On August 12, 2002, I was on site as BCOL 4611 South rolled to a stop on the mainline near the south siding switch.  The crew had run out of time, and a replacement crew would soon arrive aboard the southbound Cariboo Prospector, British Columbia Railway's Prince George - North Vancouver passenger train.  With Budd car BC-30 in the lead, the passenger train approached my position by the siding switch.  The new freight crew detrained and then the equipment reversed into the back track.  Apparently we were going to see at least one more train before this meet was over.

As a matter of fact, two northbound trains put in an appearance before the Cariboo could continue on towards Lillooet, its next stop.  Freight train BCOL 4620 North was followed by 1700 North, the Whistler Northwind tourist train.  The Budd cars then exited the back track, and the original freight crew climbed aboard.  Since Kelly Lake was a flag stop, I was able to get on with them.  My friend was willing to pick me up at Lillooet (MP 157.6), so this was too good an opportunity to pass up.

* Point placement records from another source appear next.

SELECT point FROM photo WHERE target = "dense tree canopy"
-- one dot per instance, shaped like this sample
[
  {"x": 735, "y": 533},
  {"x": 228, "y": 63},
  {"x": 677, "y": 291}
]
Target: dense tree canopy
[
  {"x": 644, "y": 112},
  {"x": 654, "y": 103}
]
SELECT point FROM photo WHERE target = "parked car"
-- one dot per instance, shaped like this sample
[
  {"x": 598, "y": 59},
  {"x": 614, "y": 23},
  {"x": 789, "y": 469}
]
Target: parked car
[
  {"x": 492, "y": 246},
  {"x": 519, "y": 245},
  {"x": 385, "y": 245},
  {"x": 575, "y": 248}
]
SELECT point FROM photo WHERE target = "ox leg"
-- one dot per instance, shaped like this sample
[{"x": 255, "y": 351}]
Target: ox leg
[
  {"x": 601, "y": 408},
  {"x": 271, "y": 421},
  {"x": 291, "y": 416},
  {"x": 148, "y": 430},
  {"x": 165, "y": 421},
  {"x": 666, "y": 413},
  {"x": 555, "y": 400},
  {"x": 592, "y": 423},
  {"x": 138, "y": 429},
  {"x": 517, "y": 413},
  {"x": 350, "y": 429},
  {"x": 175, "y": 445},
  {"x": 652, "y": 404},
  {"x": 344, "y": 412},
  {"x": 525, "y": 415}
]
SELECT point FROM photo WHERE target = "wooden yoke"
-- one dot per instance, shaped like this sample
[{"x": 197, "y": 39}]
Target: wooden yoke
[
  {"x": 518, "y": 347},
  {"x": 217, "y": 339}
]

The Whistler Northwind lasted only a couple of seasons as a BCR tourist train.  The Cariboo Prospector made its last run on October 31, 2002, as all BCR passenger service, with the exception of a local school train, came to an end.  No wonder that I enjoyed my Kelly Lake experience so much!

Tuesday 19 November 2019

AHM Station - Farmington

I was really suprised how well this project turned out. The walls are spraybombed Camo Coat Olive from Home Hardware and the roof is flat black, 99 cents from Walmart in Michigan. An old Grayhound sign is seen leaning against the wall...could the station have been dual use at some point. Some newspapers are scattered around.
At Trainfest I completed weathering three pieces of rolling stock and also weather and detail this AHM station. At my workstation most of my projects involved PanPastels and acrylic dollar store paint...George Dutka

The walls are coated with PanPastel Raw Umber shade while the windows are a light PanPastel gray. I also used these two colours on the roof but two other tones of gray are also applied. The chimney has some acrylic brown applied before pastels are applied. The Western Union sign Don Janes gave me copies of years ago. A Juneco milk can, some other signs and a crates finish the scene.
The door got a bit of brown to vary the colouring a bit. The boarded up window is from my Roomettes detail sheet that has various plywood sheeting. Some posters are applied to the rear also. The base was brush painted a concrete tone of gray prior to weathering. I just mixed black and white till I got the right tone. I did not take much paint with me to Trainfest so mixing was required most of the time. I did not take all my PanPastels or any Bragdon powders, so finishes turned out a bit different than the norm.
The station sign is actually photocpied from an old Maine two footer station kit I have. Another project at some point...have had it for over 20 years now. Farmington is a town that is found in many states.